Operationalizing Machine-Learning Models

All of the machine-learning models presented so far in this series were written in Python. Models don’t have to be written in Python, but many are, thanks in part to the numerous world-class Python libraries that are available, including Pandas and Scikit-learn. ML models written in Python are easily consumed in Python apps. Calling them from other languages such as C++, Java, and C# requires a little more work. You can’t simply call a Python function from C++ as if it were a C++ function. So how do you invoke models written in Python from apps written in other languages? Put another way, how do you operationalize Python models such that they are usable in any app and any programming language?

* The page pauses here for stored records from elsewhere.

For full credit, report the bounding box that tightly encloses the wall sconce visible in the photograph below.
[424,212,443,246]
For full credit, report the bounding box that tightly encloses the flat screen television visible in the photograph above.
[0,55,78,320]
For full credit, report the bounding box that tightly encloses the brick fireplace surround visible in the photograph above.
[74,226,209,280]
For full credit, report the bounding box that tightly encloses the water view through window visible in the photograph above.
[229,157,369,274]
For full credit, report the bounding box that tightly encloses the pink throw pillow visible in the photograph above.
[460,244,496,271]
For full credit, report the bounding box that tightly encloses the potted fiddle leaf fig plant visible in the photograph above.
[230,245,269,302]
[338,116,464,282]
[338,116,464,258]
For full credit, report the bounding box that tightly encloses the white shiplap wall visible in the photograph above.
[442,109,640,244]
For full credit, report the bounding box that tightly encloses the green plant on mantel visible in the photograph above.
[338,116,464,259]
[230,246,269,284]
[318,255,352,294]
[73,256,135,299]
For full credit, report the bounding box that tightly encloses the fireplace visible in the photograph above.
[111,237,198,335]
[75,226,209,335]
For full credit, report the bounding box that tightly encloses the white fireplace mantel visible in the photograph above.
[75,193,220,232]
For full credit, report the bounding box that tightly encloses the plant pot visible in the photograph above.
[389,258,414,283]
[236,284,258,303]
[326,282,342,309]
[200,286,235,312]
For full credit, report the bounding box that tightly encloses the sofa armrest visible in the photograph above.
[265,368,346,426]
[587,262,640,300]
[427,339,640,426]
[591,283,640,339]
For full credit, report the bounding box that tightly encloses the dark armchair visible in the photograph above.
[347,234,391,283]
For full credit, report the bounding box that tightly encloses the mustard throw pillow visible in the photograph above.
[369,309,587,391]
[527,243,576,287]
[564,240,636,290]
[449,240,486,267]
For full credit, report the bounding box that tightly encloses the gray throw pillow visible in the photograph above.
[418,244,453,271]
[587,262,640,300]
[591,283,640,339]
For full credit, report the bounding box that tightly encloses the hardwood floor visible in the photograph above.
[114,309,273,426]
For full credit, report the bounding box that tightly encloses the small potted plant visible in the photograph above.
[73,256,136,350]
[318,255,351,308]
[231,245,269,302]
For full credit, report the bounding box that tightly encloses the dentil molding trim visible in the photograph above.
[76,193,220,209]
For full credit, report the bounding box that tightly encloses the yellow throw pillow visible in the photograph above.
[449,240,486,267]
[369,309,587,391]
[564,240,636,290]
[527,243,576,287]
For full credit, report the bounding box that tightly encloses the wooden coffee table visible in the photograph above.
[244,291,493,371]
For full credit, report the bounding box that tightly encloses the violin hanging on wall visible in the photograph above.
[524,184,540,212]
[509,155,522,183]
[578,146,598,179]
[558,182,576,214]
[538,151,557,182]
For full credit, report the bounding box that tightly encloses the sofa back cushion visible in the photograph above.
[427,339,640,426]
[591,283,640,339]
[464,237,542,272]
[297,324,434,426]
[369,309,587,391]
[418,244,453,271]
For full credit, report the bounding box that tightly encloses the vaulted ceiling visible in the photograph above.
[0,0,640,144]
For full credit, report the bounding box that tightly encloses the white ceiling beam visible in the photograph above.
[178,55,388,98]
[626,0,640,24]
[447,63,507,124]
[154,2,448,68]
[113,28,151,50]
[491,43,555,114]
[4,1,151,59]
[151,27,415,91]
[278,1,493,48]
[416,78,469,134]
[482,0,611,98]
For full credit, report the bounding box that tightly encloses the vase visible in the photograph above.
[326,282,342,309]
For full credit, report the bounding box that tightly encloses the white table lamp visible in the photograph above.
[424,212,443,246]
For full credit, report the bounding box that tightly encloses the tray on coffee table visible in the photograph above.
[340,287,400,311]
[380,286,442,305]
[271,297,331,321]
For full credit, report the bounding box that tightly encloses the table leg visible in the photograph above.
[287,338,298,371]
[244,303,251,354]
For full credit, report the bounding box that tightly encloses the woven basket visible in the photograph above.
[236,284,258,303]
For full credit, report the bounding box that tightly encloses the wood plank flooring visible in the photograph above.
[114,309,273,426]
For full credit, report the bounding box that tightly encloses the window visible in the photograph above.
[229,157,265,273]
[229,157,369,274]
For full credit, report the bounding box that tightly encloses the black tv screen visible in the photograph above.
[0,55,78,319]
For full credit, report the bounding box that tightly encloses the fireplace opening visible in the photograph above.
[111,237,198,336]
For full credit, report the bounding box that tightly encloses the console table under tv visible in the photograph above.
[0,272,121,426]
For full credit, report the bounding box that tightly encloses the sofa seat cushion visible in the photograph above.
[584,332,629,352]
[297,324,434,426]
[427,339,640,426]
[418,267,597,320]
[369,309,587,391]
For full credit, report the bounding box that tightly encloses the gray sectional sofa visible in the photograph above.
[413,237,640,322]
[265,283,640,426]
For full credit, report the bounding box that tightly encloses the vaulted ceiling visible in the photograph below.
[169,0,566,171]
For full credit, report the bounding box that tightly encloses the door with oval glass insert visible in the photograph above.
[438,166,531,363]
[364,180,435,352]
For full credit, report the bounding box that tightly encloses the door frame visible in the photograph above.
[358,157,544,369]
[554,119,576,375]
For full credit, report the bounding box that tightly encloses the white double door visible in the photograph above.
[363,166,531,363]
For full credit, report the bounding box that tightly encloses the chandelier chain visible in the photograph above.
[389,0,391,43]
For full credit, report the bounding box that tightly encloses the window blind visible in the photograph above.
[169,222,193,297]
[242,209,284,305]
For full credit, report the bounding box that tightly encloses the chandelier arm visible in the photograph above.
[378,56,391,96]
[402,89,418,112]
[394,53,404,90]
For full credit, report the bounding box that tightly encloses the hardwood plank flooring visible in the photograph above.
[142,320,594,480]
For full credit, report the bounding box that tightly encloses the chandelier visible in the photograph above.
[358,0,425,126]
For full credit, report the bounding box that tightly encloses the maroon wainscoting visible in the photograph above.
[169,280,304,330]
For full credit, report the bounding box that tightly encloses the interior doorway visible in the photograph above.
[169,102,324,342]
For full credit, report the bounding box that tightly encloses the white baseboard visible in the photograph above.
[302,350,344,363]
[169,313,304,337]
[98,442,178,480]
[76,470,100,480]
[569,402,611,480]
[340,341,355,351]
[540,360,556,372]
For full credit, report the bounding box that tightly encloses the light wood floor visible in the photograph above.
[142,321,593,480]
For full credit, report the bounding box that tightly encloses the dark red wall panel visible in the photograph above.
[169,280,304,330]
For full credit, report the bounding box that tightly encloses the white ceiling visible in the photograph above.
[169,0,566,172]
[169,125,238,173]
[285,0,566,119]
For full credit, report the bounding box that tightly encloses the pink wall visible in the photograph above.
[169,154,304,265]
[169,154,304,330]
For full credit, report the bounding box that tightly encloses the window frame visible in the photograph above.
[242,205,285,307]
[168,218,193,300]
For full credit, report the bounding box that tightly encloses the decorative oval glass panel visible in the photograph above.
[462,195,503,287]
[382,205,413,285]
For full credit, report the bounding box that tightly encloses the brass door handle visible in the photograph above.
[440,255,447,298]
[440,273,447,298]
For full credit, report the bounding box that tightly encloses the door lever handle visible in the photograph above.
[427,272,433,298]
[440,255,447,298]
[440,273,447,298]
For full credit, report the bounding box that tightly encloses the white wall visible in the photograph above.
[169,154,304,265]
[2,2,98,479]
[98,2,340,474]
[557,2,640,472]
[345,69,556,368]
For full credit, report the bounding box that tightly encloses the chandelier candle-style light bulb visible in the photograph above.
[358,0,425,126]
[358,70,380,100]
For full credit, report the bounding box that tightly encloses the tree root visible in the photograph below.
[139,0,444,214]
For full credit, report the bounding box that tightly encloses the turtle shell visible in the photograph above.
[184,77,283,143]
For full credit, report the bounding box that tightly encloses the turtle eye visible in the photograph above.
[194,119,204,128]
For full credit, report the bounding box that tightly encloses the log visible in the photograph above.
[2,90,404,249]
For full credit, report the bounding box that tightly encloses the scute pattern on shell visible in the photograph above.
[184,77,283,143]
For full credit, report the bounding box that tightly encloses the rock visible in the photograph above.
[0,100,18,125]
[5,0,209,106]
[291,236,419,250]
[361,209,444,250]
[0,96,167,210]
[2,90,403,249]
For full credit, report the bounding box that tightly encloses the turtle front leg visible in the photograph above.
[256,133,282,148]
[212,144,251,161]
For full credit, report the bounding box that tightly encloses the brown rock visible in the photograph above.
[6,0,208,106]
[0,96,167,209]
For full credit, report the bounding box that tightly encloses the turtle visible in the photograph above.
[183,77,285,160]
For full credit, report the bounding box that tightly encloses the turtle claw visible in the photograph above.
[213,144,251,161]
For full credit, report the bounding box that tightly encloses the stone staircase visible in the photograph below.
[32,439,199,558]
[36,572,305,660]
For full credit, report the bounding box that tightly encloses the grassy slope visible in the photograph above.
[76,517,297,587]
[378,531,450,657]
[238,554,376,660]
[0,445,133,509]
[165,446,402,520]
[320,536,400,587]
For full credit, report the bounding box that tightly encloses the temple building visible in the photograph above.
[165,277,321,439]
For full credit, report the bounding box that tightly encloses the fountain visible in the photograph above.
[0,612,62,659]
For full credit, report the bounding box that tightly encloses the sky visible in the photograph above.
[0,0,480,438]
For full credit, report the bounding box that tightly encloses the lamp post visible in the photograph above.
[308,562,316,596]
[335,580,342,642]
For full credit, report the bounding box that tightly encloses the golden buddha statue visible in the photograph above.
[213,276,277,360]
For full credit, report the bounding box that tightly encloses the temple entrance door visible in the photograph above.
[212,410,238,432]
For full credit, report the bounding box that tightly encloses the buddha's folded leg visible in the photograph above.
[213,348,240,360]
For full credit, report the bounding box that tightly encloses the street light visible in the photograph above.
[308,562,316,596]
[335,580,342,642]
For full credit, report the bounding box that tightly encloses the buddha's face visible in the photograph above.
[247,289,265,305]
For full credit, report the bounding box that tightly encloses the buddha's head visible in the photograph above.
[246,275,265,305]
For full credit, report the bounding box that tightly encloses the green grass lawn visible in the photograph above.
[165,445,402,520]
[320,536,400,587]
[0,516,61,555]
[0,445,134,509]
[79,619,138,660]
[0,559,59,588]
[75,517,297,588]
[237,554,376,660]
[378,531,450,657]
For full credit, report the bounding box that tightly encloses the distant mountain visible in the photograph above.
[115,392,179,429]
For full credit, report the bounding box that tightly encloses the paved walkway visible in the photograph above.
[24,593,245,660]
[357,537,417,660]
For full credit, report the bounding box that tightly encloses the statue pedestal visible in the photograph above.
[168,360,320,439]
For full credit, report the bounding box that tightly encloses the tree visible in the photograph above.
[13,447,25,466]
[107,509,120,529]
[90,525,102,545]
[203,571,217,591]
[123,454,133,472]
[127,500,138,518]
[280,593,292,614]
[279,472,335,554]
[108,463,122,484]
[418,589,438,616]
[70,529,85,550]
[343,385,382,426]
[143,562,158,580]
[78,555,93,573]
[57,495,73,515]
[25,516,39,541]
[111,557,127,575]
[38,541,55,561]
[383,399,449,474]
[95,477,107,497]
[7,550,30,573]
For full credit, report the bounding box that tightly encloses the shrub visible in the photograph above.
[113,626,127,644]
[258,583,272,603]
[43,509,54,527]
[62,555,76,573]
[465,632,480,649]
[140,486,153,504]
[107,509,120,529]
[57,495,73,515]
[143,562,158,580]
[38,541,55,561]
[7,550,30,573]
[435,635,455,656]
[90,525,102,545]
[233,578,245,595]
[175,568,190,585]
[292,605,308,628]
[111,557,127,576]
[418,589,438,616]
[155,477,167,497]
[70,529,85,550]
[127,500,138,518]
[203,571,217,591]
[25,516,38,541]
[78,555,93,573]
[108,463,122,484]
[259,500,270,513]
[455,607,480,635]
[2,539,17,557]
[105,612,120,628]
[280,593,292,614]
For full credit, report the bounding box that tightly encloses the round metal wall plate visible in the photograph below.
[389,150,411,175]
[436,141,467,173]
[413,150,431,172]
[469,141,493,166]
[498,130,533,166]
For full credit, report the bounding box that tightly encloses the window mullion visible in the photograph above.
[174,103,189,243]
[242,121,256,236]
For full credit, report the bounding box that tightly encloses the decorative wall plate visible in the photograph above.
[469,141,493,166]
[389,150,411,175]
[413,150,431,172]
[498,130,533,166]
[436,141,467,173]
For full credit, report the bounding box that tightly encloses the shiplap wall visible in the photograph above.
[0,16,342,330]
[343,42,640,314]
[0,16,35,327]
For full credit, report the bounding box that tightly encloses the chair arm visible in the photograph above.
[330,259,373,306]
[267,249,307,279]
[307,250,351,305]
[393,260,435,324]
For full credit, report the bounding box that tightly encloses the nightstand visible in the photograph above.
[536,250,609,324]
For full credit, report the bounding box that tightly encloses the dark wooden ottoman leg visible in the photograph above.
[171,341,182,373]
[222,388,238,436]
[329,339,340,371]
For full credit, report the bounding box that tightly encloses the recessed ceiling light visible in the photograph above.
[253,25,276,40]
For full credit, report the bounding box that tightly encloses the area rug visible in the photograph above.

The middle block in the diagram below shows one strategy: wrap the model in a Web service and expose its functionality through a REST API. Then any client that can generate an HTTP(S) request can invoke the model. It’s relatively easy to do with Python frameworks such as Flask. The service can be hosted locally or in the cloud, and it can even be containerized for easy deployment.

In this post, I’ll walk you through three scenarios:

How to invoke a Python model from a Python client
How to invoke a Python model from a non-Python client
How to containerize Python models for easy deployment

In my next post, I’ll address the rightmost block in the diagram above by demonstrating how to build and consume machine-learning models in C#. If the client is written in C# and the model is, too, then you can invoke the model directly from the client without any middleware in between.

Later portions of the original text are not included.